Книга: Перстень Луизы
Назад: 10
Дальше: 12

11

Следующая из них состоялась через какой-то час. Фрау Байер (она пребывала в полуобморочном состоянии и повторяла только, что крепко зажатый в ее ладони перстень – это фамильная драгоценность) тщательно обследовали. Ничего серьезного не обнаружилось.
Вадим Николаевич, пользуясь тем, что неожиданно оказался на работе, наскоро пробежался по отделению и вдруг услышал перебранку в мужском туалете. Санитарка Берута ругалась с больным, которого за глаза звали «татуированный» (он и в самом деле был разрисован самым причудливым образом). Еще бы: на «воле» он провел времени меньше, чем в зоне! В выражениях обе стороны не стеснялись. Вадим Николаевич очень быстро понял, что санитарка много раз делала замечания своему нынешнему противнику, который повадился курить в туалете. Пообещала водой окатить. И наконец обещание осуществила!
Согнав с лица невольную улыбку, Вадим пригрозил нарушителю больничного режима досрочной выпиской. Мягко пожурил и санитарку. Берута выслушала его, поджав губы. По выражению лица было понятно, что в случае чего такую воспитательную меру она применит опять. Решительная старуха! Хотя по паспорту лет ей еще и не так много. Но жизнь помесила ее изрядно…

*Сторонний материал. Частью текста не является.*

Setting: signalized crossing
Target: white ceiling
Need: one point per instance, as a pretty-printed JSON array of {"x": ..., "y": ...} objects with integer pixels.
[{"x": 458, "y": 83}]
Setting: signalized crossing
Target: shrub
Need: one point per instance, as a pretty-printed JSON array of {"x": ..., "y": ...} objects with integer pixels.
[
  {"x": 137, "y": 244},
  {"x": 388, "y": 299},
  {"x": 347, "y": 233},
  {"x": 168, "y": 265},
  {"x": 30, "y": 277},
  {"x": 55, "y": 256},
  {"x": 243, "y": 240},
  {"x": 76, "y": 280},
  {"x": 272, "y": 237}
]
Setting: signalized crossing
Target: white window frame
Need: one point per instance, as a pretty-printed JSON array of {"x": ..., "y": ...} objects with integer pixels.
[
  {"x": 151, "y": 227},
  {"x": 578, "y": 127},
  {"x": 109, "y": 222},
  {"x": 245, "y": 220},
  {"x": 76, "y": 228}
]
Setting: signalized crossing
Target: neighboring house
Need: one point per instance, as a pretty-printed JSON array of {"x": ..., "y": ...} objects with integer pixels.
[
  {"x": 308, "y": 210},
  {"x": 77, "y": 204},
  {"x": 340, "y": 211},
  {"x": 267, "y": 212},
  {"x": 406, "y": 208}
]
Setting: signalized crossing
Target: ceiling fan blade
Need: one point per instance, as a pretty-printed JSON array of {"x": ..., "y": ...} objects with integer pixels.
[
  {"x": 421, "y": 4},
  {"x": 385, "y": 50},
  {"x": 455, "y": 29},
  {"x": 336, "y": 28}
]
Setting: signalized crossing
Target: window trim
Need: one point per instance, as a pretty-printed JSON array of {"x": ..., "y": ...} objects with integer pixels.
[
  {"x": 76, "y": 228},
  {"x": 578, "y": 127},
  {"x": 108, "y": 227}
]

Впрочем, о судьбе Беруты Вадим Николаевич знал немного: ровно столько, сколько рассказал ему коллега – главный врач психо-неврологического диспансера. Молодая литовка сидела (и долго сидела!) за бандитизм. Больше того, была она далеко не рядовой преступницей… Потом – нервный срыв, и снова жизнь за забором – в диспансере. Наконец придя в себя, Берута начала добросовестно и в охотку работать в подсобном хозяйстве. Главный врач порекомендовал ее для работы санитаркой в отделении Вадима Николаевича.
Хирургическое отделение нарадоваться на нее не могло: санитарок не хватает, а она пашет за троих, безотказно выполняя самую грязную и тяжелую работу. У Вадима Николаевича было даже такое ощущение, что Берута словно какой-то обет выполняет. Что она и подтвердила, однажды обмолвившись, мол, хоть часть грехов за это Господь простит… А вообще побольше бы таких раскаявшихся!
От этой мысли отвлек дежурный терапевт, попросивший срочно посмотреть больную с острой болью в животе. Ее соседка по палате показалась Вадиму Николаевичу знакомой. Осматривая пациентку, он пытался вспомнить, где и когда мог видеть эту немолодую уже женщину. И наконец вспомнил. Высказав коллеге свои соображения по ходу лечения больной, он повернулся к пожилой даме:
– 2002 год. Дубровка.
– Откуда вы знаете? – на лице женщины появилась растерянная улыбка.
– Я тоже там был, – односложно ответил Вадим Николаевич.
– А ведь меня там чудом спасли. Только спаситель чудной оказался. Я его потом нашла, того врача скорой. А он отмахивается: не я, мол, не того благодарите!
– А где же ваш диковинный перстень? – перебил ее хирург. – Я ведь его тогда хорошо разглядел.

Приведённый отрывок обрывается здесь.